PDA for language that accepts twice as many a's as b's.
It was commented that the PDA was not deterministic. So I'm wondering what exactly makes a PDA deterministic, for example, would you remove the epsilon transitions here to make it deterministic or what?
If somebody could convert this into a deterministic PDA and explain the steps to do so, I would appreciate it, I'm pretty lost when it comes to push down automata.
Asked By : navlag
Answered By : Raphael
Just like any automaton, a PDA is nondeterministic if (and only if) the transition relation is not a function, that is there are configurations that have multiple possible succeeding configurations. If this is the case for reachable configurations, this means that a non-deterministic automaton has inputs for which there are multiple computations.

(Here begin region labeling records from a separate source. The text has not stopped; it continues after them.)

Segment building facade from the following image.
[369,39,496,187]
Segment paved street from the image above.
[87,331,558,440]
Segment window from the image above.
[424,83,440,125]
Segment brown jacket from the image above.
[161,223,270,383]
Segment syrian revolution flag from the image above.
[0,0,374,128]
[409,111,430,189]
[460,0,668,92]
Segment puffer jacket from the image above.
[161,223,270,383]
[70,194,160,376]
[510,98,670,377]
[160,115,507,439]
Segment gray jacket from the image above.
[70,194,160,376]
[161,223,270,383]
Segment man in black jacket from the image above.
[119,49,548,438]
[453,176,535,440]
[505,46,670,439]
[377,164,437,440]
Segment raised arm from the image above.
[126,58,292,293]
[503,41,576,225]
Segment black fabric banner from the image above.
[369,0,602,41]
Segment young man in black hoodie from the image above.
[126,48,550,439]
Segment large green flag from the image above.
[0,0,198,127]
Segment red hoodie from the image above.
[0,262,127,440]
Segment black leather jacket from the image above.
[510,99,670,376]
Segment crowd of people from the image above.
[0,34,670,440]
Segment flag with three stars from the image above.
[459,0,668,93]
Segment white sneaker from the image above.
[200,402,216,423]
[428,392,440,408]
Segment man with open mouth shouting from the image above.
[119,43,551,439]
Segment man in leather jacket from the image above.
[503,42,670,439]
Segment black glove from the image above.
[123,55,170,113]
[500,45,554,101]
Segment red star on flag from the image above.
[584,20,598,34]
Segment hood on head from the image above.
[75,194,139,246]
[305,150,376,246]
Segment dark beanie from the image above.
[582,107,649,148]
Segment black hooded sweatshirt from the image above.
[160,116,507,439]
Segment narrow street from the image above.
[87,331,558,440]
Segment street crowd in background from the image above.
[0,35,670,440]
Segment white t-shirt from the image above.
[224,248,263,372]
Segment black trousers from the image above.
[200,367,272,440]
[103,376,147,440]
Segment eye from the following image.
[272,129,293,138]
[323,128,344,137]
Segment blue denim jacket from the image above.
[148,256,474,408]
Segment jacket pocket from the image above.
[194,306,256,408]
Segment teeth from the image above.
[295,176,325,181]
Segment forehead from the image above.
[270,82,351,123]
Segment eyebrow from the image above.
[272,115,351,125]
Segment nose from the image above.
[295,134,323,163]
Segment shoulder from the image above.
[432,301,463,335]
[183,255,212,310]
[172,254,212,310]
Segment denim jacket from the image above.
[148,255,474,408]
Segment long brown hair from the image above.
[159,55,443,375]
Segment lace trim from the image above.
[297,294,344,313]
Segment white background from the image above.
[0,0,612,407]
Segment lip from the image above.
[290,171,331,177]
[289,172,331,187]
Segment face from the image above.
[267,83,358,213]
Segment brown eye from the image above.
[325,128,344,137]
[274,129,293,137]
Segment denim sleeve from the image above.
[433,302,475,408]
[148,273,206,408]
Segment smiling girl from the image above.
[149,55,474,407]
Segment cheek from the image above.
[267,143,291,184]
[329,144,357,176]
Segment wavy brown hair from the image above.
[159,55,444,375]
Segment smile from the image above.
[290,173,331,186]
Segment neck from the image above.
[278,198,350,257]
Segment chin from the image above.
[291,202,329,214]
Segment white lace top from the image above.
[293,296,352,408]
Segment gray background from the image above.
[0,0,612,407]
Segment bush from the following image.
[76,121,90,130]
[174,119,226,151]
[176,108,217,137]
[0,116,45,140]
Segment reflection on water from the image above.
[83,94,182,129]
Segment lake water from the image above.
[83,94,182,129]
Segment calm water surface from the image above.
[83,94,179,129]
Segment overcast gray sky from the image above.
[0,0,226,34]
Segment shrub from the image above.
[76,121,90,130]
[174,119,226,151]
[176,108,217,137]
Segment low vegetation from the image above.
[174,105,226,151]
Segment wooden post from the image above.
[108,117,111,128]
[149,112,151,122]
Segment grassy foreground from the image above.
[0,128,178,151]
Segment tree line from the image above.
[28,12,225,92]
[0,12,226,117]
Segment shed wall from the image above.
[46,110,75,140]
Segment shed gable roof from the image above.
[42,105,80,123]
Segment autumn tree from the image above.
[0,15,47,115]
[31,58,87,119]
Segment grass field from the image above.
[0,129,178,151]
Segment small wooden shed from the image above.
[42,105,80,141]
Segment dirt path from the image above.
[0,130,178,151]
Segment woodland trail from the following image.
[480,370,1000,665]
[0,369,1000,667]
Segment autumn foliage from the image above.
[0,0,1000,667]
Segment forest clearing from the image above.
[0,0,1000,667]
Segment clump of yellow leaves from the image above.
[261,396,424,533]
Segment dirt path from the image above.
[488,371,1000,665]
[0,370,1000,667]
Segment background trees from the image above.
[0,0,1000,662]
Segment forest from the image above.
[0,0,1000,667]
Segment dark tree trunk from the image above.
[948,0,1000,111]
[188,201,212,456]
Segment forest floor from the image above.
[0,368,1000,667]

Here, the transition $(\varepsilon, Z0/Z0)$ to state three may be taken even though the word has not been completely read, that is in configurations of the form
$\qquad (\alpha 1 \beta, Z0)$
you can either take transition $(\beta_1, Z0/\beta_1Z0)$ or $(\varepsilon, Z0/Z0)$ -- the automaton is non-deterministic. Of course, taking the latter always leads to rejecting the input unless $\beta = \varepsilon$, Since there is no other nondeterminism, this implies that the automaton is unambiguous.
Converting an NPDA to a DPDA is not always possible; NPDA define a properly larger language class than DPDA. Given an NPDA, checking if an equivalent DPDA exists is undecidable. And even if there is one (and you know that) there is no algorithm to find it. That is to say, there is no general, algorithmic technique for that part of your question.